In our review of 121 material so far, we’ve exclusively used a single container type, the array. Container types are types that “hold” other types, and the array is probably the most basic: a fixed-size sequence of values (that are themselves either primitive types or references to objects) that can be read or written in approximately “constant time”. We call these values “cells” or “elements” in the array.

Constant time means that no matter how big the array is, (to a first approximation) it takes the same amount of time to access (read or write) an element. We expect each of these statements to execute in about the same amount of time:

array[0] = 5;
System.out.println(array[1]);

array[1000000] = 12;
System.out.println(123456789);

(modulo some caching effects, which are COMPSCI 230335 material).

But arrays have some downsides, as well. For example, they’re fixed size: you need to know how many elements you want in advance. You can cheat here by allocating a giant array, but that’s wasteful for small inputs, and potentially won’t work anyway if your data is of size (giant array + 1).

Instead, we might use a higher-level abstraction; that is, a more general “container type” than an array. This week we’ll describe the List:

We’ll show how our List compares to the Java API’s List, and this will lead into generics and container types, two topics that will come up again and again in material this semester.

Operations on arrays

To recap, what can you do with an array? You can declare it, allocate it, read or write individual elements, and determine its length at runtime.

Declare an array of Strings called strings.

Allocate a String array of size 50 and assign it to strings.

Set the zeroth element of strings to “Hi”.

Print the zeroth element of strings.

Print the length of strings.

String[] strings;
strings = new String[50];
strings[0] = "Hi";
System.out.println(strings[0]);
System.out.println(strings.length);

That’s it for builtins of the array. If you want to do much else, you gotta build it yourself. (Note that there is a java.util.Arrays that has some helpful methods you can call on arrays, in particular the static Arrays.toString method is helpful when caveman debugging arrays of primitive types; otherwise the debugger can be helpful.)

So let’s talk about the List abstract data type.

Lists

Note I said “abstract data type.” First we’ll talk about the properties and assumptions we might expect from a List, in the abstract.
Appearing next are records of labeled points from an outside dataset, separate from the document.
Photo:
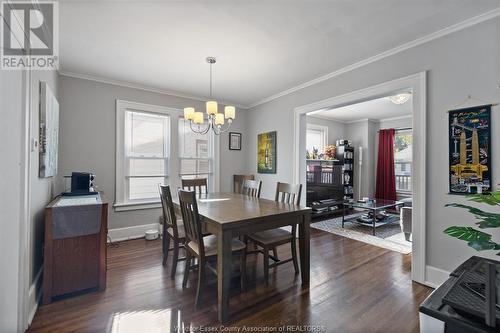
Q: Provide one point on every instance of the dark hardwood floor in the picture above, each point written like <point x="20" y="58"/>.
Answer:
<point x="355" y="287"/>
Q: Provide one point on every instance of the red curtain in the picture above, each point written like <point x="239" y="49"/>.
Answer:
<point x="386" y="178"/>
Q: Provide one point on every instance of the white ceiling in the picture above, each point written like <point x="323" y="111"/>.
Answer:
<point x="262" y="47"/>
<point x="376" y="109"/>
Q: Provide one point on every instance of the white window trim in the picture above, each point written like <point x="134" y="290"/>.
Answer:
<point x="215" y="151"/>
<point x="322" y="128"/>
<point x="174" y="179"/>
<point x="121" y="204"/>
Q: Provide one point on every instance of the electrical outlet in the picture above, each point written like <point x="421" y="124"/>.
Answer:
<point x="34" y="144"/>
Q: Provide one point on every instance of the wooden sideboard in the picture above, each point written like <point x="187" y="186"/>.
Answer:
<point x="75" y="245"/>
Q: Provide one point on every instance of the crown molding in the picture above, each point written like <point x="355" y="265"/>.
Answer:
<point x="327" y="118"/>
<point x="419" y="41"/>
<point x="367" y="120"/>
<point x="409" y="116"/>
<point x="141" y="87"/>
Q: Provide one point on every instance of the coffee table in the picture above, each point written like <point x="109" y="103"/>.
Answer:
<point x="373" y="206"/>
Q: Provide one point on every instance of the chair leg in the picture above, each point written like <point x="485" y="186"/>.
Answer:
<point x="187" y="269"/>
<point x="166" y="247"/>
<point x="175" y="258"/>
<point x="266" y="264"/>
<point x="243" y="270"/>
<point x="201" y="281"/>
<point x="294" y="255"/>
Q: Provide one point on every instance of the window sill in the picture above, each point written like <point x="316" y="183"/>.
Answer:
<point x="122" y="207"/>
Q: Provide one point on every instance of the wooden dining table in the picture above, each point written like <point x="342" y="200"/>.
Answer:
<point x="229" y="215"/>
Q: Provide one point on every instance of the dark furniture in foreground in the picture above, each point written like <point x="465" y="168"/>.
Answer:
<point x="229" y="215"/>
<point x="374" y="207"/>
<point x="199" y="185"/>
<point x="270" y="239"/>
<point x="75" y="245"/>
<point x="325" y="190"/>
<point x="173" y="230"/>
<point x="456" y="307"/>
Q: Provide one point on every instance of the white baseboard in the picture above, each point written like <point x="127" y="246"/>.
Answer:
<point x="138" y="231"/>
<point x="34" y="295"/>
<point x="435" y="276"/>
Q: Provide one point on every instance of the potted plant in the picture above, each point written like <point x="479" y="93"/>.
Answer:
<point x="477" y="239"/>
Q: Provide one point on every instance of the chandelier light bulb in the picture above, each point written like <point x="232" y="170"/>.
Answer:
<point x="211" y="107"/>
<point x="400" y="98"/>
<point x="230" y="112"/>
<point x="189" y="113"/>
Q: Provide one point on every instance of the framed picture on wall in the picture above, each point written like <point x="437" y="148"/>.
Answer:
<point x="266" y="152"/>
<point x="470" y="150"/>
<point x="234" y="141"/>
<point x="49" y="132"/>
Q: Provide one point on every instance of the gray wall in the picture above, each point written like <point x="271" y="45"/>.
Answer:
<point x="87" y="138"/>
<point x="11" y="150"/>
<point x="462" y="63"/>
<point x="42" y="190"/>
Then we’ll do an actual, concrete implementation of the data type and see how it measures up.

“List” is a very overloaded term; we’ll simplify this by choosing a specific set of assumptions, that implicitly define an abstraction:

Declare an List of Strings called strings.

Allocate a String List and assign it to strings.

Insert the string “Hi” at the front of the list strings.

Append the string “Bye” at the end of the list strings.

Print the zeroth element of strings.

Print the length of strings.

List<String> strings;
strings = new ArrayList<>();
strings.add(0, "Hi");
strings.add("Bye");
System.out.println(strings.get(0));
System.out.println(strings.size());

Some things to notice:

The type of strings is List<String>. It’s a variable of type List; we could also make it of type ArrayList or LinkedList, but what we care about is that it satisfies the List interface (see the javadocs).

Further, it’s a parameterized type. Much like methods can take arguments, so can types! Usually, we see this with container classes (like Lists), where the argument (in <>s) is the type of thing it’s holding. More on this later.

Sorta-like arrays, Lists have an add operation that either appends, or inserts at a specified point – we illustrate both here. They also have a set operation, but it can only replace existing items, not insert new ones. And a get, which is much like array lookups.